An Investigation of Superhydrophobic/Electrothermal Properties for Graphene/Polyimide/Polydimethylsiloxane Composite Coating

ABSTRACT With the continued popularization of wind power generation in recent years, the anti‐/deicing for wind turbine blades has become imminent. In this paper, the combination of electrothermal deicing and hydrophobic anti‐icing was realized by doping a small amount of graphene (GE) into a polyimide (PI) matrix based on an improved impregnation method and applying a layer of polydimethylsiloxane (PDMS) on its surface to prepare the GE/PI/PDMS coating. Molecular dynamics simulation has been employed to elucidate the mechanisms by which temperature and the GE doping rate influence the hydrophobicity properties of the GE/PI/PDMS coating at the microscopic level.
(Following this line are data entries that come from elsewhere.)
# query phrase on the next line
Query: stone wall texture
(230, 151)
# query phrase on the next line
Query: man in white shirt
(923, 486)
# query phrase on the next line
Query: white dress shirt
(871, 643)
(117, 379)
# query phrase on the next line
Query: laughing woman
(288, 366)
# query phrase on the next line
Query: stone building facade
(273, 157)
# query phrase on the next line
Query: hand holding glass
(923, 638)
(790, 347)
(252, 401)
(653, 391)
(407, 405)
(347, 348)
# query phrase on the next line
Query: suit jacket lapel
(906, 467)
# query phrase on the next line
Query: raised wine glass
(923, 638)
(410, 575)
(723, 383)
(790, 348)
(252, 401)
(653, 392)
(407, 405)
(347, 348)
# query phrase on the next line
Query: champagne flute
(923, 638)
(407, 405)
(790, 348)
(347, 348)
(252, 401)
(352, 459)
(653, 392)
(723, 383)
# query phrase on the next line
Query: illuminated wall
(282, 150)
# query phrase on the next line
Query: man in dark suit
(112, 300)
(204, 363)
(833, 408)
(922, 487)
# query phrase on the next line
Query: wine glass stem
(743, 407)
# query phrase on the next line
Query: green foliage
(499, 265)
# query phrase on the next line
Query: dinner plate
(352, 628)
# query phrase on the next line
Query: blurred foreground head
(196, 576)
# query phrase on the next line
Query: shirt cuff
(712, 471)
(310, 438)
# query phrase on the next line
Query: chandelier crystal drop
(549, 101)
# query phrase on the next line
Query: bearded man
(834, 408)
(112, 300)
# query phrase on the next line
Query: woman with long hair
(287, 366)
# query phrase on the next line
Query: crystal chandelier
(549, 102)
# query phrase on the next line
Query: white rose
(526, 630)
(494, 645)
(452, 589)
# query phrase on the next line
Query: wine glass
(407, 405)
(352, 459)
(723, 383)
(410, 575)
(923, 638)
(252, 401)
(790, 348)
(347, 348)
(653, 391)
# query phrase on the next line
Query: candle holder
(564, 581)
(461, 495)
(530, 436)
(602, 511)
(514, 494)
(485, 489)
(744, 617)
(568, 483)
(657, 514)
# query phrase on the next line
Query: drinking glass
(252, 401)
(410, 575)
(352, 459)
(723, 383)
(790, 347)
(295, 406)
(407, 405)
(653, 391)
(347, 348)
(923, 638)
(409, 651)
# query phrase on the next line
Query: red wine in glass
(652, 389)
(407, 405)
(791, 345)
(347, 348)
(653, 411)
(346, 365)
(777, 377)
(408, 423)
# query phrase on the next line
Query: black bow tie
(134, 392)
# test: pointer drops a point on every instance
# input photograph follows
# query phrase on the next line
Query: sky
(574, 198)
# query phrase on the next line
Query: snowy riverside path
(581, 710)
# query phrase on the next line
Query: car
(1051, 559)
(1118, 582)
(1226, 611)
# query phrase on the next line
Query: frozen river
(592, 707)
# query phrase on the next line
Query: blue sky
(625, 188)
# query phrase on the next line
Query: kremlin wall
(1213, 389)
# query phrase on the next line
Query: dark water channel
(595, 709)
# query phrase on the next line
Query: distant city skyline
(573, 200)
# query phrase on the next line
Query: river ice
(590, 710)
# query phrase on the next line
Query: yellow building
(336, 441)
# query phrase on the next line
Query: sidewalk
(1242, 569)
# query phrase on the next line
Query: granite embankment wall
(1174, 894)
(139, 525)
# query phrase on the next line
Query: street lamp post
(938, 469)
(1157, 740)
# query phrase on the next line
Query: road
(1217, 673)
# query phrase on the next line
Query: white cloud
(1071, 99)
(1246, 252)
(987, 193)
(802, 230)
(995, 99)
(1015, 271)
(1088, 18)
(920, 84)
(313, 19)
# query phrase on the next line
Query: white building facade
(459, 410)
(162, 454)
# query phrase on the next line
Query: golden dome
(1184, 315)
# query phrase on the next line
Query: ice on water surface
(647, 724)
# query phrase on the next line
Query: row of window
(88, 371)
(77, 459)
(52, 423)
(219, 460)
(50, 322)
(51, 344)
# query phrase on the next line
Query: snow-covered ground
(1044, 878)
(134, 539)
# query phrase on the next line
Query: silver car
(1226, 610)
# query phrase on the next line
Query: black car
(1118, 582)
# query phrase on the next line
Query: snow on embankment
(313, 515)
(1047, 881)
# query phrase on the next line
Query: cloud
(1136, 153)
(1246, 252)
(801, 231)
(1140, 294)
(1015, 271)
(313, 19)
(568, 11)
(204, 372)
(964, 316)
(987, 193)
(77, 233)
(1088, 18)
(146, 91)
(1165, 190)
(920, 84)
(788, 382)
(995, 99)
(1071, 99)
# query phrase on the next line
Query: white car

Computational and experimental results showed that the GE/PI/PDMS coating had a hydrophobic angle of 116.9° at ambient temperature and exhibited superhydrophobicity with the increasing of temperature, which was also demonstrated in the anti‐icing experiments. On the macro‐scale, the macro‐scale based electro‐thermal analysis showed that the average temperature of the GE/PI/PDMS coating can be heated up to more than 120°C in 100 s under 220 V DC voltage, and subsequently melted icing with a thickness of 3.3 cm in 360 s, with a power‐saving efficiency of up to 84%, demonstrating excellent deicing performance.